The findings by online broker TD Direct Investing suggested that 3.8 million Scots remain mystified about the world of investments, with 61 per cent saying they have no interest in building a personal portfolio next year.

More than a quarter said they did not have enough savings to invest while a fifth believed that investing was “too risky”.

TD Direct argues that these so-called “naked investors” are leaving themselves financially vulnerable due to “continuing austerity measures, record low interest rates and diminishing government support”.

But deciding how to proceed with your finances has never been more fraught with difficulty.

The financial sector is in the midst of an ongoing digital revolution, which has seen an explosion in online services promising to bring cheap and easy financial management to the masses.

Companies such as Money On Toast and Nutmeg aim to offer a simpler way into investing, providing a questionnaire to determine your appetite to risk and then offering fund suggestions based on your answers – albeit from a relatively small range.

This phenomenon – known as “robo-advice” – is challenging the rarefied world of professional financial advice, now only worthwhile if you have large sums to invest or a pension pot to convert at retirement.

However, only six per cent of Scots say they have heard of robo-advice, according to Nutmeg, which also recently found that investors north of the Border are still more likely to consult an IFA than those in other parts of the UK (33 per cent compared to a national average of 28 per cent).

Changes introduced in the Retail Distribution Review in 2013 brought an end to backdoor commission paid by providers to advisers in return for recommending products. Advisers are now required to charge by the hour or as a percentage on investments.

The development quickly created an “advice gap”, locking ordinary investors out of bespoke consultations but it also opened the door for new firms to provide low-cost investment picking online.

Nutmeg says 66 per cent of Scots prefer face-to-face advice, with only 48 per cent moving online to make big financial decisions.

The firm’s founder, Nick Hungerford, said: “Scotland is in danger of falling behind because there’s a lack of awareness about what online financial services can provide.

“With online tools, we can experiment and learn at our own pace without being charged by the hour. We can see what we lose in fees as a clear proportion of total return. And we can see immediately on a screen how the choices we make today – about risk and how much we invest – should affect our wealth in two, three decades’ time when we retire or have grandchildren.”

These convenient services bring their own dangers, however, not least in being adopted by some advisers keen to maximise profits.

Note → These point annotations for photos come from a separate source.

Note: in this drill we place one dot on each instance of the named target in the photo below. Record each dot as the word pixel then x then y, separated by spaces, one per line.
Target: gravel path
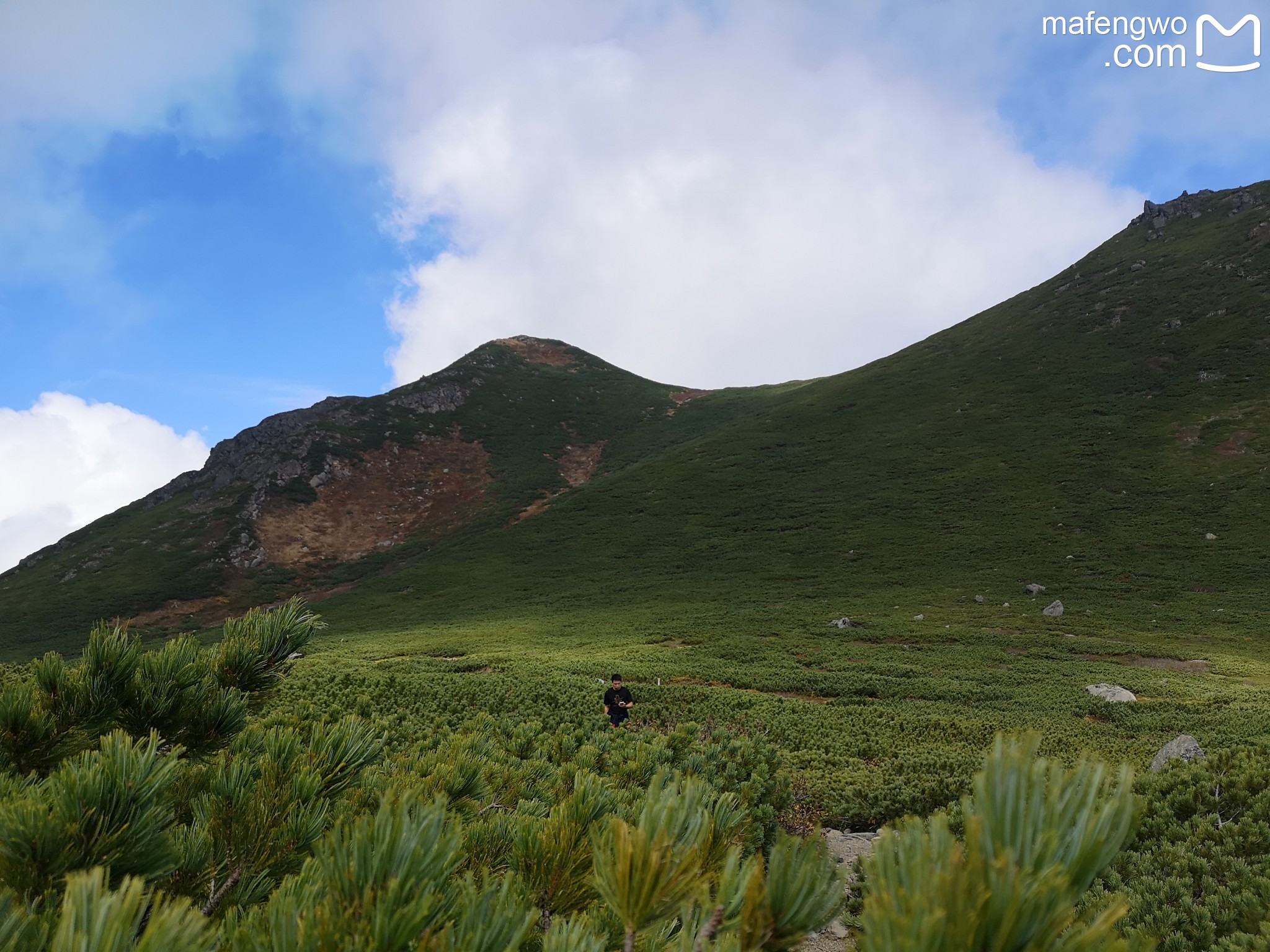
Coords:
pixel 845 848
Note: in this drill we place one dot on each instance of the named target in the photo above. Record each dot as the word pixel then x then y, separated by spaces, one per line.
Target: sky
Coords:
pixel 215 213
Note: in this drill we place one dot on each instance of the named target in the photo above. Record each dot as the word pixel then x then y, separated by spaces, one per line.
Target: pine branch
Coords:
pixel 218 897
pixel 708 933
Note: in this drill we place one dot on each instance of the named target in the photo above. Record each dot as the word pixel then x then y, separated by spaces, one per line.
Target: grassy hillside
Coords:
pixel 1089 436
pixel 316 499
pixel 1103 434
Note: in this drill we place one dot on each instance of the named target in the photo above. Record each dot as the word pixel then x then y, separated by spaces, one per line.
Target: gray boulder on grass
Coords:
pixel 1184 747
pixel 1113 694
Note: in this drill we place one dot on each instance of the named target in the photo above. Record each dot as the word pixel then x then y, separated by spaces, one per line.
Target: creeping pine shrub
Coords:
pixel 1197 874
pixel 1036 837
pixel 273 834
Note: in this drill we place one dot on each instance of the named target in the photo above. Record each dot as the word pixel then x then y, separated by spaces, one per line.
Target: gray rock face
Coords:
pixel 436 400
pixel 1113 694
pixel 1184 747
pixel 1185 206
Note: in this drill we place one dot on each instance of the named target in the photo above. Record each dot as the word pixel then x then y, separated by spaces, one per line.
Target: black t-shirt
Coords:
pixel 613 697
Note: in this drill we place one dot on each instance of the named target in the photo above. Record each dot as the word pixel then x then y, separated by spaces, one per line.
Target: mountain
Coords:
pixel 315 499
pixel 1104 433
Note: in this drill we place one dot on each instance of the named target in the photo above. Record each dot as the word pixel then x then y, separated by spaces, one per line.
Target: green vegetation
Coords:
pixel 486 837
pixel 1103 434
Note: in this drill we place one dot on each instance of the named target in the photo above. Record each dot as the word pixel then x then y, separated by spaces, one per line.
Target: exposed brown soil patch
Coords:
pixel 578 464
pixel 437 487
pixel 538 351
pixel 535 508
pixel 323 594
pixel 1233 447
pixel 1188 436
pixel 1160 664
pixel 193 614
pixel 682 397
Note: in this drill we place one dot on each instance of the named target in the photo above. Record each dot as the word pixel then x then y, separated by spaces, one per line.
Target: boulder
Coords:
pixel 1113 694
pixel 1184 747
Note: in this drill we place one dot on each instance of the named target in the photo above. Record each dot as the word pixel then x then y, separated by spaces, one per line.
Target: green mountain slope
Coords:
pixel 316 499
pixel 1086 434
pixel 1089 434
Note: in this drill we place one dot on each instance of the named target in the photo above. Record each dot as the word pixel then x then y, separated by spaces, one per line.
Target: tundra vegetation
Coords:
pixel 183 796
pixel 1103 434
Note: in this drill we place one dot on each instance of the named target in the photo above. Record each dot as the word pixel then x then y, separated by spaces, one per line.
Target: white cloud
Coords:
pixel 709 203
pixel 74 73
pixel 68 462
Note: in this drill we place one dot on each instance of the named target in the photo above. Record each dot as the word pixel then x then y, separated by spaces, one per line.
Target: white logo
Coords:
pixel 1157 38
pixel 1225 32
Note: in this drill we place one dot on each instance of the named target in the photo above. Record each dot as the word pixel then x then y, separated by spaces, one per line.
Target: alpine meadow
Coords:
pixel 340 690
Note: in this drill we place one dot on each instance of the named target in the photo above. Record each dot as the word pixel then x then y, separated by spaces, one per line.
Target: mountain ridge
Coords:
pixel 1013 404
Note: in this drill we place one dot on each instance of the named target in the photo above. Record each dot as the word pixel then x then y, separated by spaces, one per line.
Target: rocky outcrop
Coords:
pixel 1113 694
pixel 433 400
pixel 1184 747
pixel 1185 206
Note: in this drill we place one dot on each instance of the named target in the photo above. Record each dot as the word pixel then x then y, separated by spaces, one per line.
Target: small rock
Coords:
pixel 1184 747
pixel 1112 692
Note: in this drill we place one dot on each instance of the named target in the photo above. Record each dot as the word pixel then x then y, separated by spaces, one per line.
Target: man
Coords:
pixel 618 702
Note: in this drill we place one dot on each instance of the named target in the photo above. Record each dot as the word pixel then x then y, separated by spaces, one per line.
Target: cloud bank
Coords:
pixel 69 462
pixel 704 202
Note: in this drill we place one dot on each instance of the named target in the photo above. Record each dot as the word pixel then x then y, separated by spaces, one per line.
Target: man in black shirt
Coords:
pixel 618 702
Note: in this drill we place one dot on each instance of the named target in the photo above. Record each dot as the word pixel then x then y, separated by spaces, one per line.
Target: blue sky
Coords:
pixel 208 215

Diane Carr, an Edinburgh-based independent financial adviser with the Intrinsic network, has accused her employer of encouraging its advisers to use a system that amounted to “robo-advice in disguise”.

She claimed the firm's 'restricted' advisers could charge an upfront fee of 3 per cent, plus an ongoing charge of 1 per cent, in return for asking clients 12 questions to assess their risk appetite and making a recommendation from just a limited number of investment portfolios.

Intrinsic responded: “We do see restricted advice as a lower risk, lower cost model that can deliver excellent outcomes for the vast majority of clients. However, we also recognise the value of independent advice for certain clients and as such support a number of thriving independent advisers and firms.”

Graeme Mitchell, managing director of Lowland Financial in the Borders, said robo-advice should be “embraced” as an opportunity to cut costs and help a wider segment of the population, adding that it was particularly useful for those “saving from scratch”.

He added: “Passive investments, such as funds which simply track an index, can be easily provided online and consumers can be guided on putting money into savings, pensions or paying off the mortgage. But there are massive dangers. There need to be opt-outs during the questionnaire where people can be directed towards advice if their situation is more complex. It’s a bit like DIY – you can do it yourself but could end up with a botched job.”

Carl Melvin of Renfrewshire-based Affluent Financial Planning, said: “A big issue is accountability. If something goes wrong, you have redress by using an adviser, as they are personally liable for any poor advice.We need to make face-to-face advice cheaper, not dumb the whole process down.”